La storia che racconterà Giovanni Patrucchi ha degli aspetti grotteschi e, per certi versi, fastidiosi perché ricordano un certo modo ancora d’oggi di considerare le opere d’arte, con molta leggerezza. Per capire la storia di queste quattro tavole bisogna tornare al 2 ottobre 1832 quando nasceva la Reale Galleria, oggi Galleria Sabauda, a Torino per volontà del re Carlo Alberto. La dotazione a disposizione all’apertura comprendeva 365 opere di vario genere provenienti da Palazzo Reale, Palazzo Carignano, sempre a Torino, e Palazzo Durazzo, a Genova. Al re, tuttavia, questa prima dotazione non bastava; esigeva che la collezione fosse arricchita con i tesori presenti nel regno. L’uomo incaricato fu il marchese Roberto d’Azeglio che per il sopralluogo di Mortara mandò Pelagio Pelagi che sapeva già cosa cercare. Delle tavole prima citate, presero la via per Torino l’Adorazione giovanile di Cerano e il polittico di Paolo da Caylina il Vecchio, la prima dalla chiesa di santa Croce, la seconda da san Lorenzo.

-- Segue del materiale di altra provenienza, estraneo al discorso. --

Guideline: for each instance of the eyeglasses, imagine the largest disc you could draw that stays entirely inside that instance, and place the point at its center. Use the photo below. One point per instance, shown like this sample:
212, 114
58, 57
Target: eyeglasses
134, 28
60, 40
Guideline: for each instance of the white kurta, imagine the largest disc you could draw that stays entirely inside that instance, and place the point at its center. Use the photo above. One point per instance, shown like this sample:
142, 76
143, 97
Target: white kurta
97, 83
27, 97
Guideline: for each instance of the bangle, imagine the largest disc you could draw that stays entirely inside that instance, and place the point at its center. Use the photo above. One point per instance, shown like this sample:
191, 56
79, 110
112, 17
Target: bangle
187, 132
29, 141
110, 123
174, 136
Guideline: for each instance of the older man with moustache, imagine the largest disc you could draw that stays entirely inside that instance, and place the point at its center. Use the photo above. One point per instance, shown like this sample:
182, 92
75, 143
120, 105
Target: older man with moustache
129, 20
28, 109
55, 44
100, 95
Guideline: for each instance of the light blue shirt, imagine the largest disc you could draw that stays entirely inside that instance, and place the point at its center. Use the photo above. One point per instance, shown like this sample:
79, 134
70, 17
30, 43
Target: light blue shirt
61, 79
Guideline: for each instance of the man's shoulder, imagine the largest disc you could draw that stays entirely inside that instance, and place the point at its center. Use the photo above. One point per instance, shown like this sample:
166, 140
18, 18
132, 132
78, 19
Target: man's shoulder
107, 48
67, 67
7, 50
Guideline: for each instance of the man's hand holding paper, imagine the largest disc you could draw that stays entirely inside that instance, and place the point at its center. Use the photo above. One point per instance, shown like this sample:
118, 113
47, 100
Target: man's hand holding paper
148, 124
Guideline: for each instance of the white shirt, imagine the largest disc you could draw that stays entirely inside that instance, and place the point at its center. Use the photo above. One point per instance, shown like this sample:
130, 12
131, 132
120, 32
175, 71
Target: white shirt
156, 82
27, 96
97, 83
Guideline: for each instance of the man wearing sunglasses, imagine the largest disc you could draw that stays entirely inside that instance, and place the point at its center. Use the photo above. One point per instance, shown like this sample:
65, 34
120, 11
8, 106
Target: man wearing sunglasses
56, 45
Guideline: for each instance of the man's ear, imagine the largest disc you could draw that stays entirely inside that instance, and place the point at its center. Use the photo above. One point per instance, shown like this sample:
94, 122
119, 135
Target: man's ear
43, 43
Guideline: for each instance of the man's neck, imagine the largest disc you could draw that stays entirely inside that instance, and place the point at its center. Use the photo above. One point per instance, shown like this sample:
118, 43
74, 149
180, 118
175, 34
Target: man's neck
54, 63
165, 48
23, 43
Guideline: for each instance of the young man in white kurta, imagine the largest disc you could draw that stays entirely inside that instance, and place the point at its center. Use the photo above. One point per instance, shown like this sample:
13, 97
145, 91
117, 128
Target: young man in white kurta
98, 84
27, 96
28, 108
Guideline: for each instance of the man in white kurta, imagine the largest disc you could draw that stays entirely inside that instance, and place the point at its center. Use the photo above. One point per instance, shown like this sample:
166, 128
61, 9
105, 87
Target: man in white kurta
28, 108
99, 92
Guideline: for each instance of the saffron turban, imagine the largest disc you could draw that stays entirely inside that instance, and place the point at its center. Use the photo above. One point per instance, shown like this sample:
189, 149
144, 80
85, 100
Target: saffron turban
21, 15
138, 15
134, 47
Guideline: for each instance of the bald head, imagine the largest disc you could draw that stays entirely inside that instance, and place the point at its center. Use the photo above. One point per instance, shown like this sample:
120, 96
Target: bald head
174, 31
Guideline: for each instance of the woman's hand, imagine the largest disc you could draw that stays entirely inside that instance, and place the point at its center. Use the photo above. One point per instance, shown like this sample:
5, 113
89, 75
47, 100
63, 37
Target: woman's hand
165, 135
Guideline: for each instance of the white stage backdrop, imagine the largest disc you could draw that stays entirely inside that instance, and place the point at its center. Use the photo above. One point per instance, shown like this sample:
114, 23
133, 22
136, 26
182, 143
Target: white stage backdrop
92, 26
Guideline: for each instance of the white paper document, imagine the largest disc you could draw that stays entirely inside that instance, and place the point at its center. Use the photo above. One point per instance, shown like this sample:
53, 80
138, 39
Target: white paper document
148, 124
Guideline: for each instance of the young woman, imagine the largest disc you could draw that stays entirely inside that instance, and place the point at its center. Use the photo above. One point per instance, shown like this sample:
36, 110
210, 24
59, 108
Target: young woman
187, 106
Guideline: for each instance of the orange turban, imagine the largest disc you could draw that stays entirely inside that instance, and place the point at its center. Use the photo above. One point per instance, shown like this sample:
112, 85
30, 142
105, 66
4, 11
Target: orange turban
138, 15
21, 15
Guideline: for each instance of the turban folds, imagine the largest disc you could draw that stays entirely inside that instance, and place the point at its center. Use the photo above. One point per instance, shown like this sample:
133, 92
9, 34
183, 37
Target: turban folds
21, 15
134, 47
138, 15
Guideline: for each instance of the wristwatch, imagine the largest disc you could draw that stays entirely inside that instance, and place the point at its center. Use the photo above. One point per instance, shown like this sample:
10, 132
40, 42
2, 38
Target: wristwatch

Dagli appunti di Giovanni Patrucchi, che riporta notizie d’archivio, risulta che: ‘‘Nel convocato della Veneranda Congregazione della Chiesa Parrocchiale e Collegiale di San Lorenzo si legge che in data 12 aprile 1840 gli amministratori decidono di ‘offerire alla Reale Galleria la ‘pregevolissima tavola gotica […] ora di ornamento non inutile di questa sagrestia e ‘colla speranza d’un equilativo compenso’. Mentre è una lettera, inviata al prevosto della chiesa parrocchiale di Santa Croce dalla Direzione generale delle Reali gallerie datata 4 aprile 1840 a firma di D’Azeglio di compiacimento per la medesima decisione di cessione della tavola di Cerano, che ci informa che essa verrà resa esecutiva il successivo 26 aprile’’.

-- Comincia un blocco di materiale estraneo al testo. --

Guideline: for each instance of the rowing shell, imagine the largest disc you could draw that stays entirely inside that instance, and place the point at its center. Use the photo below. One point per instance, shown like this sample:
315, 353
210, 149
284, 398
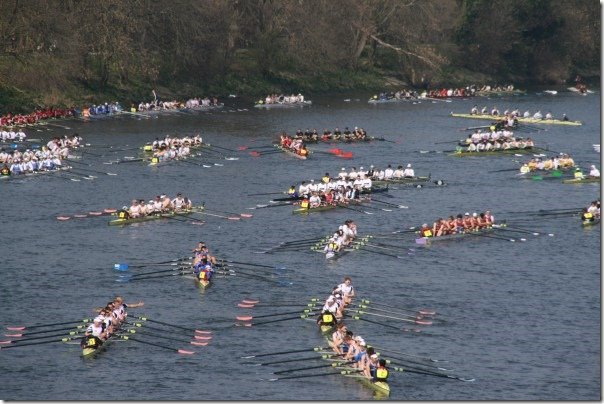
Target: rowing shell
520, 119
381, 388
283, 104
323, 208
581, 180
123, 222
291, 152
587, 223
429, 240
34, 173
405, 180
501, 152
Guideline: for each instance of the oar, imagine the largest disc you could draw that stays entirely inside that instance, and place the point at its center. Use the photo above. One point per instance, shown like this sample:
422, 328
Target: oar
420, 311
522, 230
315, 349
246, 215
142, 278
220, 216
174, 262
45, 331
35, 343
341, 205
19, 341
172, 325
415, 316
513, 240
307, 358
390, 204
428, 373
379, 252
139, 274
415, 321
260, 277
359, 318
426, 358
270, 206
267, 193
151, 334
253, 265
220, 147
330, 365
250, 318
180, 351
269, 322
342, 372
204, 337
29, 327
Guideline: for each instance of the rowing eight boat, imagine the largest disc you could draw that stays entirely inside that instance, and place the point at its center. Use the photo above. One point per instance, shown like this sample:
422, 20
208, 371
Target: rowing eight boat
292, 152
581, 180
520, 119
429, 240
322, 208
123, 222
527, 150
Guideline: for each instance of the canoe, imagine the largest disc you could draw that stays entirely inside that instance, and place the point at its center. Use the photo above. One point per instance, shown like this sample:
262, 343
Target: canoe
344, 140
34, 174
581, 181
520, 119
283, 104
587, 223
323, 208
429, 240
390, 100
501, 152
407, 180
291, 152
381, 388
123, 222
499, 93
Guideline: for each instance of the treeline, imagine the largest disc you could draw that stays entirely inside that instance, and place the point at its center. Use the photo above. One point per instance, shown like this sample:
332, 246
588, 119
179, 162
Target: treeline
56, 52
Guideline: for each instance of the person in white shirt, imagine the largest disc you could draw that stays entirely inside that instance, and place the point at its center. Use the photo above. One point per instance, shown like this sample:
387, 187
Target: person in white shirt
352, 175
314, 200
399, 172
388, 172
366, 183
594, 172
303, 189
178, 202
347, 290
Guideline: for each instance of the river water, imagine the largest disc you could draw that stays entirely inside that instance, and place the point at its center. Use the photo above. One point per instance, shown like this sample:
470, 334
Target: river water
522, 318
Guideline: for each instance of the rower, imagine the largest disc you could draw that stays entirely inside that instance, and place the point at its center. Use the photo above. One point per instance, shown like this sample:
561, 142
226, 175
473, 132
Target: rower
332, 247
381, 373
594, 172
166, 203
425, 231
587, 216
315, 200
347, 290
134, 210
327, 318
178, 202
337, 338
371, 364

E qua comincia la parte più irriverente della trattativa. Alle due chiese mortaresi, secondo patti in parte orali in parte scritti, erano state promesse due copie fedeli degli originali da posizionare al posto delle due opere ormai partite insieme a un adeguato compenso… passano anni e anni e ancora nulla giunge a Mortara. Anzi, in una lettera del 10 marzo 1871 a firma del direttore della Reale Pinacoteca Francesco Gamba si ribadisce che gli accordi debbano essere rispettati e che non si possa aspettare oltre. Sono allora avanzate delle proposte, ma, come scrive Giovanni Patrucchi, ‘‘pretestuose e opinabili’’.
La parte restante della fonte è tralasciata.